Moody’s studied executive compensation agreements at 15 of the largest U.S. and Canadian energy exploration and production companies. The firm found that about a quarter of executives’ possible bonuses relied on increasing production and reserves, despite a glut of oil and natural gas that is depressing prices, profits and energy company values.
Although crude oil production and stockpiles have declined recently, the world is still awash with petroleum.
The U.S. Energy Department reported last week that any declines in crude inventories have been more than offset by increases in refined products.
Total petroleum stocks hit a record of nearly 1.4 billion barrels, the Energy Department said.
Overall, Moody’s said, production was the single most-used factor in determining executive bonuses among the companies it studied.
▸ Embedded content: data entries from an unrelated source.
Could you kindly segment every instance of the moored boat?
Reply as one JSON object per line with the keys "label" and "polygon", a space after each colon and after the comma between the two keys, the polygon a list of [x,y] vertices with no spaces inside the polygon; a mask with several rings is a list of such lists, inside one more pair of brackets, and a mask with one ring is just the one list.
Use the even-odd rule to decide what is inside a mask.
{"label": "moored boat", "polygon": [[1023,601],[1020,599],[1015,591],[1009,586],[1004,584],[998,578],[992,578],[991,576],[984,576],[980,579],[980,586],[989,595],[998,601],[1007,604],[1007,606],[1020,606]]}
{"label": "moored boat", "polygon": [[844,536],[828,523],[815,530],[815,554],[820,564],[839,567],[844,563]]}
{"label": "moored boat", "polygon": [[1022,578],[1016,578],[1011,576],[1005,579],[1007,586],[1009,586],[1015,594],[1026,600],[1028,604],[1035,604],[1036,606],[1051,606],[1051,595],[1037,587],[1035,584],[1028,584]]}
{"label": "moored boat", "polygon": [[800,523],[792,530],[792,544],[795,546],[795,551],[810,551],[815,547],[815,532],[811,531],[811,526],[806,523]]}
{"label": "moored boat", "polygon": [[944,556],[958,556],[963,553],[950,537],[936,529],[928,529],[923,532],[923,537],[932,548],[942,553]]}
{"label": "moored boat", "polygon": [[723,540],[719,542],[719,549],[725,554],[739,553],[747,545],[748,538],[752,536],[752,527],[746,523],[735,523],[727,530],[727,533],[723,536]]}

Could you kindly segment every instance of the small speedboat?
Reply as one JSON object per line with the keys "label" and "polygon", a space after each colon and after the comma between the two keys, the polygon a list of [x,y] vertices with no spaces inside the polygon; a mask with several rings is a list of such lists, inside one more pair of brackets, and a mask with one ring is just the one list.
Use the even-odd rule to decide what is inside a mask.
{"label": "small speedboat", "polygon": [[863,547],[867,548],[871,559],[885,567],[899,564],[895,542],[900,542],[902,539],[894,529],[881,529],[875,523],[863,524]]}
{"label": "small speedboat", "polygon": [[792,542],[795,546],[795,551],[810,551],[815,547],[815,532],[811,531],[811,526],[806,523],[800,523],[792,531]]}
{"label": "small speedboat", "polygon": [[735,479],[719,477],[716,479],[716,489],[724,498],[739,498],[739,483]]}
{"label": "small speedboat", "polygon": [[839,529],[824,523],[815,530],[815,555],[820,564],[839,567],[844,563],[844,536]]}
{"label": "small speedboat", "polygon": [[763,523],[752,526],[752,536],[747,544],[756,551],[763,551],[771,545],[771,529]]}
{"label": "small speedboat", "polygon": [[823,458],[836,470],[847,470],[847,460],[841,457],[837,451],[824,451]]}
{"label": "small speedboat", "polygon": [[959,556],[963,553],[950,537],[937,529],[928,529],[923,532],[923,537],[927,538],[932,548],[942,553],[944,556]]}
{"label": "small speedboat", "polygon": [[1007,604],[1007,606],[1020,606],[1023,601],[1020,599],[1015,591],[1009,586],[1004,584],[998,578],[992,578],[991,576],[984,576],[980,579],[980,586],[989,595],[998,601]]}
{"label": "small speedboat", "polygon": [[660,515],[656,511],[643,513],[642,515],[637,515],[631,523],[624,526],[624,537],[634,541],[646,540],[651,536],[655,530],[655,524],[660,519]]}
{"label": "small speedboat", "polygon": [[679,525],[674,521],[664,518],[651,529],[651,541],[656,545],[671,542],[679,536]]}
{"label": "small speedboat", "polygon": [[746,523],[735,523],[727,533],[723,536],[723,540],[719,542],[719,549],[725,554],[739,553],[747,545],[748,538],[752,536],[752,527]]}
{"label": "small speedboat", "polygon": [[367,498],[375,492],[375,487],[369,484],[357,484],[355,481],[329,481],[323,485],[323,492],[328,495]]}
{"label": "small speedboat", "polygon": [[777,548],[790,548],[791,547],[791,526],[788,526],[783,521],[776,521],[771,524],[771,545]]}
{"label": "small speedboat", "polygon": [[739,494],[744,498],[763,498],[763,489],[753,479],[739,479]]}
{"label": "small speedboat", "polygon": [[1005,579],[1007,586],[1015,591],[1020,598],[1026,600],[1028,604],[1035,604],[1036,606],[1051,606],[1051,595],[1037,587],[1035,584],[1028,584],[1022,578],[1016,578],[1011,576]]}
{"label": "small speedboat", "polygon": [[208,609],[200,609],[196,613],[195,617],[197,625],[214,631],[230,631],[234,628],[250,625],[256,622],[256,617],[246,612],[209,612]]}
On the other hand, the smallest portion of the executive bonuses generally comprised metrics that would improve company credit, Moody’s said.
“This system of compensation is negative for credit investors,” Moody’s said. “It also suggests that many E&P company boards and managements are finding it difficult to shed their high-growth strategies.”
Controlling expenses was the second most-used factor in determining compensation.
Seven companies increased the weight for that factor. On average, it represented about 20 percent of executives’ target awards in 2015, up from 14 percent in 2014.